(Luigi Caramiello - Il Corriere del Mezzogiorno) Molti ragazzi in ospedale con seri malori. Qualcuno parla di otto ambulanze impegnate nei soccorsi. Uno studente stroncato da una miscela micidiale di droghe, più o meno leggere, più o meno legali: alcol, hashish, farmaci antidepressivi, amfetamine.
Un bollettino di guerra, soprattutto se si pensa che era una festa di Halloween, un momento di divertimento, gioia, evasione. Una volta i rave, erano illegali, segreti, la notizia girava con un sotterraneo tam-tam: telefonate, messaggini. Fino a poche ore prima erano in pochi a sapere dove si sarebbe svolto il party.

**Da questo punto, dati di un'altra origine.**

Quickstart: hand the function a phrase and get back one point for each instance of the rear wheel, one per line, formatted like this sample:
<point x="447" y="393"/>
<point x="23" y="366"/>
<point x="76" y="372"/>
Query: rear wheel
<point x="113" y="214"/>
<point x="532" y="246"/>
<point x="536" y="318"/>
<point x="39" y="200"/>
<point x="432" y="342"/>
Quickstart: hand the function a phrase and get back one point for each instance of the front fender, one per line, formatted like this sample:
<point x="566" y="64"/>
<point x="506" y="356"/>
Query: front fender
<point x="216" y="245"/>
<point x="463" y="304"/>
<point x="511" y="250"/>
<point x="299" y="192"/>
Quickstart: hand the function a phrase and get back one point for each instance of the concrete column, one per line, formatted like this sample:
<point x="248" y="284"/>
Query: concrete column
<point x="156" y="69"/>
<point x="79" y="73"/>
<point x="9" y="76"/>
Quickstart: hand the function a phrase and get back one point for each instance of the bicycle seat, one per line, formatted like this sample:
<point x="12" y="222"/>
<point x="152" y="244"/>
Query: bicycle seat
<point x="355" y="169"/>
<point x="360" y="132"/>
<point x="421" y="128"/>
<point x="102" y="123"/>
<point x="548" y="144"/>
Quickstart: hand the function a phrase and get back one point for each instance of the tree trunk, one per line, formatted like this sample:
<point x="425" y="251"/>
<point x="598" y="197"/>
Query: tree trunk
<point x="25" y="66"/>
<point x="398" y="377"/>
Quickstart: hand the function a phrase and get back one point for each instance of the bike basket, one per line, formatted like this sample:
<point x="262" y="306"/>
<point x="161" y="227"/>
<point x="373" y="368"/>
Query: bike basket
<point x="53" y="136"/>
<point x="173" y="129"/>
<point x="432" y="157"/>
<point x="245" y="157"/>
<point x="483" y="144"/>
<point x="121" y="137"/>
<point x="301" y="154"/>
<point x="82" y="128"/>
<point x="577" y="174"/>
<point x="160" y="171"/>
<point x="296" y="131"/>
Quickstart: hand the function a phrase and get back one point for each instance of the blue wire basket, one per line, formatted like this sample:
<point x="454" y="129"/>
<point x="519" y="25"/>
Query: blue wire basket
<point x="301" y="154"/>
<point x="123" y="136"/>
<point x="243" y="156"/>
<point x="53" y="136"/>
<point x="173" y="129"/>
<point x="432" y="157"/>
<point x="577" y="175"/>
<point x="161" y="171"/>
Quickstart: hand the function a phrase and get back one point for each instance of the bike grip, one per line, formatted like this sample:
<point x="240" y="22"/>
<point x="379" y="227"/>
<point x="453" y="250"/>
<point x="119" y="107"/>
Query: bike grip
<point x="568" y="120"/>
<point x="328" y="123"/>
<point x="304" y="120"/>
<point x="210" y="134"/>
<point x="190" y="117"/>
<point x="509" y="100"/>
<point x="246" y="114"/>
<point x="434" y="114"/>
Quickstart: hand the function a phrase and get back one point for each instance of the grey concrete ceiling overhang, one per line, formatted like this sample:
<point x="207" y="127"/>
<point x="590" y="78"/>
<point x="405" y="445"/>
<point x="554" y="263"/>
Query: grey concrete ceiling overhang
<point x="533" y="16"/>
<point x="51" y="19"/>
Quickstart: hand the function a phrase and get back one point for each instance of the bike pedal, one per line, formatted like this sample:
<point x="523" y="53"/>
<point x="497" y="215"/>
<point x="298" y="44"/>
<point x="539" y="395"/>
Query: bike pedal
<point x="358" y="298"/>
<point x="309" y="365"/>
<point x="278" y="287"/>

Una fabbrica in disarmo, una valle nascosta in montagna, un vecchio magazzino abbandonato? Era un aspetto del loro «fascino». Ora invece settemila persone sono accolte, per soli 40 euro a testa, in una struttura pubblica, la Mostra d’Oltremare, il cui presidente, confessa di aver sostenuto l’iniziativa per averne un ritorno economico, ma, soprattutto, per avvicinare nuovi target di pubblico. Purtroppo non è stata una buona operazione di marketing. Ma non voglio scaricare le responsabilità solo sul presidente Cercola. L’iniziativa godeva anche di importanti patrocini istituzionali: Regione e Provincia, assessorati all’Università, Ricerca scientifica, Innovazione tecnologica; e Comune di Napoli, assessorato alla Cultura. Ora leggo che il servizio d’ordine ha evitato, per l’intera notte, la circolazione di droga all’interno dei padiglioni. È semplicemente una barzelletta. Un rave senza droga? Siamo seri! Chiunque ci ha messo piede sa che queste feste si caratterizzano, soprattutto, per due cose: una ritmica musicale ossessiva e un diffuso consumo di sostanze stupefacenti. Sfido chiunque a indicarmi un solo rave, in qualsiasi posto del mondo, che non sia stato una festa della droga. La situazione non è che cambia semplicemente perché l’iniziativa è «istituzionale», e ha il timbro dell’Asl. Alla luce degli avvenimenti, l’unica differenza fra un rave illegale e uno «legale» è che, in questo caso, il bilancio è molto più tragico.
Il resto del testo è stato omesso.